Recent storms and flooding in Louisiana remind us that as we head into the heart of  hurricane season, employers should prepare for disasters before they occur. Payroll professionals should take steps now to ensure that employees are paid and tax obligations are met in the case of an emergency.

A payroll plan should include document process workflows, including accessing employee data, time collection and communication with banks, government agencies and vendors, consultant Deborah Ellis Timberlake said in a Bloomberg BNA white paper. The plan should also assess the risks and penalties if the payroll department does not meet obligations, she said.

Plans should organize payroll functions into three categories: inputs, processes and outputs. Timberlake and Brent Gow, Starbucks Coffee Co. global payroll director, said at the American Payroll Association annual conference in May. Gow is a member of Bloomberg BNA's Payroll Library Advisory Board.

Inputs should include employee income and deduction records, pay adjustments, time data and tax records, Timberlake and Gow said. Processes include validating payroll data, processing bank transfers, calculating gross-to-net and generating tax deposits and filings.
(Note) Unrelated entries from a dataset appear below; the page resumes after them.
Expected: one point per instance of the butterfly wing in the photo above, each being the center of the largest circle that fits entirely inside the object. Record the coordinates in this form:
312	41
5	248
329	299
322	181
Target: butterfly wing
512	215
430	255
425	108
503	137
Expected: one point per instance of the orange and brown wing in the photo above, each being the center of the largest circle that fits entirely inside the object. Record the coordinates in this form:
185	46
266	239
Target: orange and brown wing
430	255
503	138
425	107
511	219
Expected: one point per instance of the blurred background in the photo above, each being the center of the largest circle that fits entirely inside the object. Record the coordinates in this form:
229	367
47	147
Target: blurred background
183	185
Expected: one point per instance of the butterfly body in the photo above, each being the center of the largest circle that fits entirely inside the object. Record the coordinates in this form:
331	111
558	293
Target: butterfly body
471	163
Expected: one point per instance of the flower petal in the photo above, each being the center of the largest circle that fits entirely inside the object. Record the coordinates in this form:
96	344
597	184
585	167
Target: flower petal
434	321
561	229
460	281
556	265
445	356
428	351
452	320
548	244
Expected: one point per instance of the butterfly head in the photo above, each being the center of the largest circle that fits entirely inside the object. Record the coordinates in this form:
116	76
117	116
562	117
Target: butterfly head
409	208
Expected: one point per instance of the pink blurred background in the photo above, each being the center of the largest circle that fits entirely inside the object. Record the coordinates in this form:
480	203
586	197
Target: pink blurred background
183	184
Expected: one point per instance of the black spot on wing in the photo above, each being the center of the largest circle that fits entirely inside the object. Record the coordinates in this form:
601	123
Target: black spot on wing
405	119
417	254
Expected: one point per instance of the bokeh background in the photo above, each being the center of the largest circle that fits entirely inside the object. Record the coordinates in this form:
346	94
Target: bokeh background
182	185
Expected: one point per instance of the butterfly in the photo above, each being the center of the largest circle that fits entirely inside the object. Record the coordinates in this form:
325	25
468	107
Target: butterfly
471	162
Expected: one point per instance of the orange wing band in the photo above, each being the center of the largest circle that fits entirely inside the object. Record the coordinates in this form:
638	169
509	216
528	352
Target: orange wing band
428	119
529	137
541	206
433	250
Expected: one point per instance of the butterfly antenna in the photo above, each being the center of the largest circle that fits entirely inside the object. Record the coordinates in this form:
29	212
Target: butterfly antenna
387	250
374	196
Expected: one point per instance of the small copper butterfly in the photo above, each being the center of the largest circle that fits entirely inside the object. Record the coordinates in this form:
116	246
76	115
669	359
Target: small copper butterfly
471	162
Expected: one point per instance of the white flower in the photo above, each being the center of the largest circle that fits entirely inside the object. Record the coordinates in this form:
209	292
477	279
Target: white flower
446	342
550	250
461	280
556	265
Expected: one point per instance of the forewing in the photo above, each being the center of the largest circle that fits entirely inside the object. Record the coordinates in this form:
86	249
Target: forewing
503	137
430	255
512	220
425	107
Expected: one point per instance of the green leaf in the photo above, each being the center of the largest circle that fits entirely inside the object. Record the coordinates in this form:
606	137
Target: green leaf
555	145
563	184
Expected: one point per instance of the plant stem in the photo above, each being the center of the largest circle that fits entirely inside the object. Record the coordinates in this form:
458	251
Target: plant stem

Outputs may encompass paychecks, third-party payments, reconciliations, tax returns and payments, they said.

Identifying and communicating with third-party vendors is important because it is possible for a vendor to be affected by a disaster that the employer is not, Timberlake said in the white paper. During Hurricane Katrina in 2005, the payroll operations of an otherwise unaffected employer were jeopardized when the department’s supplier of paper checks shut down during the disaster, Timberlake said. Payroll professionals should plan ahead for that kind of possibility.

Departments also should plan ahead by backing up documentation and computer files in an offsite location, Timberlake and Gow said. Using cloud computing is one method of off-site storage, they said.

When a plan is in place communicating with other departments and testing it out are important to ensure a plans effectiveness, they said.

Tax Deadline Extensions

If a disaster occurs, payroll professionals should be aware of tax deadline extensions that could ease the burden of recovery.

Federal extensions are announced on the Internal Revenue Service website. If an employer’s location is not listed in the first announcement, it is important to monitor the development because additional locations often are added as the Federal Emergency Management Agency assesses damage.

Though states often follow the federal government’s extensions, this is not always the case. States may choose not to extend deadlines for the same time period as the IRS does or may offer extensions that the federal government does not.

In the case of the storms in Louisiana earlier this month, the state extended tax deadlines differently,  depending on the type of tax. Withholding returns and remittances were extended to Nov. 30, though other taxes were extended to Jan. 17, 2017.  By contrast, the IRS extended payment and filings due after Aug. 10 to Jan. 17, 2017, but limited the extension to employers in specific counties. 

Employers should be aware that state and federal tax requirements may differ after an emergency in order to ensure compliance.